GW has been a test-optional university since 2015.

A 2022 ACT study reported a rise in high school GPAs and a drop in standardized test scores that suggested grade inflation was present. The average American high school GPA rose from 3.17 in 2010 to 3.36 in 2021, while the average ACT score, graded on a scale from 1 to 36, dropped from 21.4 to 20.17, according to the study.

Bracey said grade inflation may contribute to the rise in average high school GPAs among first-year students, but the growth in retention rate for first-year students suggests they are prepared for college-level work. The University retained 91.9 percent of the class of 2026’s first-year students, a 3.9 percent increase from 88 percent of students who enrolled in 2019.

“If it were due to just grade inflation, you would expect that retention rate to be lower,” Bracey said at the meeting.

Experts in higher education administration said flexible grading policies and a shift to a pass/fail system in some high schools during the pandemic may have inflated applicants’ GPAs because the metric may not factor in all their coursework.

Dan Goldhaber, the director of the Center for Education Data & Research at the University of Washington and the CALDER Research Center, said the center’s researchers collected evidence showing an uptick in grades during COVID-19. He said the average GPA for high school students has grown slightly over the last decade because of factors like “grade compression,” meaning little variation in the grades students receive despite disparities in quality of work.

“There is evidence, not just our evidence, but evidence from other sources that suggests grades have been creeping up over at least the last decade,” Goldhaber said. “And then, as we show, there was a real spike in grades connected with the pandemic.”

Goldhaber said to combat grade inflation, test-optional universities should examine grade distributions among the states and school systems students come from. He said it could be difficult for universities to adopt the method because the information is not usually readily available.

Jeremy Lowe, the assistant vice provost for undergraduate admissions at American University, said in the last decade he has not seen a “statistically significant” increase in high school GPAs among applicants.
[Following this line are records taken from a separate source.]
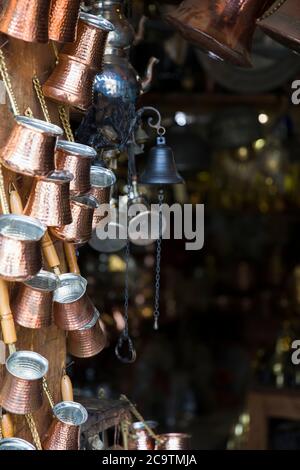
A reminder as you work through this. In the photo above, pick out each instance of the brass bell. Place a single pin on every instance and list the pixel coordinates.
(161, 167)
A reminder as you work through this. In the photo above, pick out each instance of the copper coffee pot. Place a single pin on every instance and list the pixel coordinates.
(223, 28)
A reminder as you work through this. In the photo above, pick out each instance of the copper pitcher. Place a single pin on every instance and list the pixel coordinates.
(30, 147)
(77, 159)
(63, 433)
(63, 20)
(71, 82)
(32, 305)
(26, 20)
(223, 28)
(72, 309)
(20, 247)
(49, 199)
(22, 388)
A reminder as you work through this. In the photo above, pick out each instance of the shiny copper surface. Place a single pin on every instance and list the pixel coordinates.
(22, 388)
(26, 20)
(49, 199)
(77, 159)
(30, 147)
(63, 20)
(63, 433)
(80, 230)
(32, 305)
(72, 309)
(20, 247)
(223, 28)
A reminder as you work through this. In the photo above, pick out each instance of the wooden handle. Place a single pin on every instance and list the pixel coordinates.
(71, 258)
(66, 389)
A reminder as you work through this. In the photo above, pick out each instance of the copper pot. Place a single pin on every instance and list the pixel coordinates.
(49, 199)
(32, 306)
(87, 341)
(72, 79)
(63, 433)
(223, 28)
(63, 20)
(22, 389)
(72, 309)
(80, 230)
(30, 147)
(26, 20)
(20, 247)
(77, 159)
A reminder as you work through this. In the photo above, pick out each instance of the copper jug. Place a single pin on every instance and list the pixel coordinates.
(223, 28)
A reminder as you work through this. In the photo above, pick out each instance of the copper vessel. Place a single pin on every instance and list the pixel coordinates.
(22, 388)
(71, 82)
(63, 20)
(63, 433)
(72, 309)
(223, 28)
(282, 23)
(77, 159)
(80, 230)
(32, 305)
(26, 20)
(20, 247)
(87, 341)
(30, 147)
(49, 199)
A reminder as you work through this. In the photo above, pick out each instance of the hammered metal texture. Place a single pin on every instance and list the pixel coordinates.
(49, 200)
(26, 20)
(63, 20)
(30, 148)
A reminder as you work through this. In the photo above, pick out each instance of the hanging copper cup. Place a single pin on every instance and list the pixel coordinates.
(32, 305)
(77, 159)
(20, 247)
(30, 147)
(22, 388)
(64, 432)
(222, 28)
(71, 82)
(87, 341)
(63, 19)
(72, 309)
(80, 230)
(49, 199)
(26, 20)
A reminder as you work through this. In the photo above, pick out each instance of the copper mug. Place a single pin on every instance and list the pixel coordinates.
(64, 432)
(87, 341)
(63, 20)
(71, 82)
(20, 247)
(32, 305)
(30, 147)
(26, 20)
(77, 159)
(49, 199)
(22, 388)
(72, 309)
(223, 28)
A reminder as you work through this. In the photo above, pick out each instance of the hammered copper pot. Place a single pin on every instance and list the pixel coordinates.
(77, 159)
(49, 199)
(32, 305)
(26, 20)
(222, 28)
(63, 20)
(20, 247)
(72, 309)
(22, 388)
(64, 432)
(30, 147)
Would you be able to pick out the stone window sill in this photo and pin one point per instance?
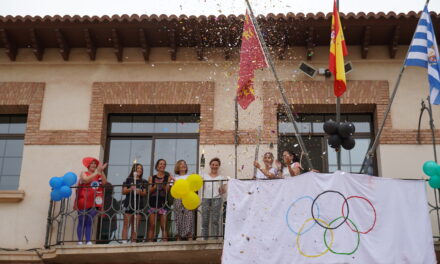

“This is my 13th year here at AU and the academic profile based on our GPA has remained in a really consistent place,” Lowe said. “We haven’t seen huge shifts up or down within both our applicant pool GPA and the GPA of students that we’re admitting.”

Lowe said universities can detect inflated GPAs among applicants by seeing if high schools offered a pass/fail option during the pandemic. He said academic performance in those courses was omitted from the overall calculation.

“When you are limiting the number of years that you’re using an ABCDF scale or a traditional 4.0 scale, you could see an increase in a GPA because of something like that,” Lowe said.

Lowe added that American evaluates the rigor of each high school in the country and considers applicants within the context of the school they attended.

“Our expectation is that a student is challenging themselves within what their high school is providing to them,” Lowe said.

Barbra Rosenstein, an independent educational consultant based in California and a GW alum, said during the pandemic some high schools offered grading policies like pass/fail. She said these relaxed policies allowed some students to earn grades that were not reflective of their true academic performance.

“When March 13 happened and schools had to go virtually online, they were given whatever your grade is now, you can take that, you could go to pass/no pass, or you could try to earn a higher grade,” Rosenstein said.

Amanda Kelly, a high school senior who committed to GW’s Class of 2028, said she thinks her GPA would have been lower if she didn’t have a pass/fail option for online classes during the pandemic.

“Those were my best grades by far,” Kelly said. “Classes were insanely easy to me and I feel like I definitely know that for sure because my sophomore year seemed so much harder.”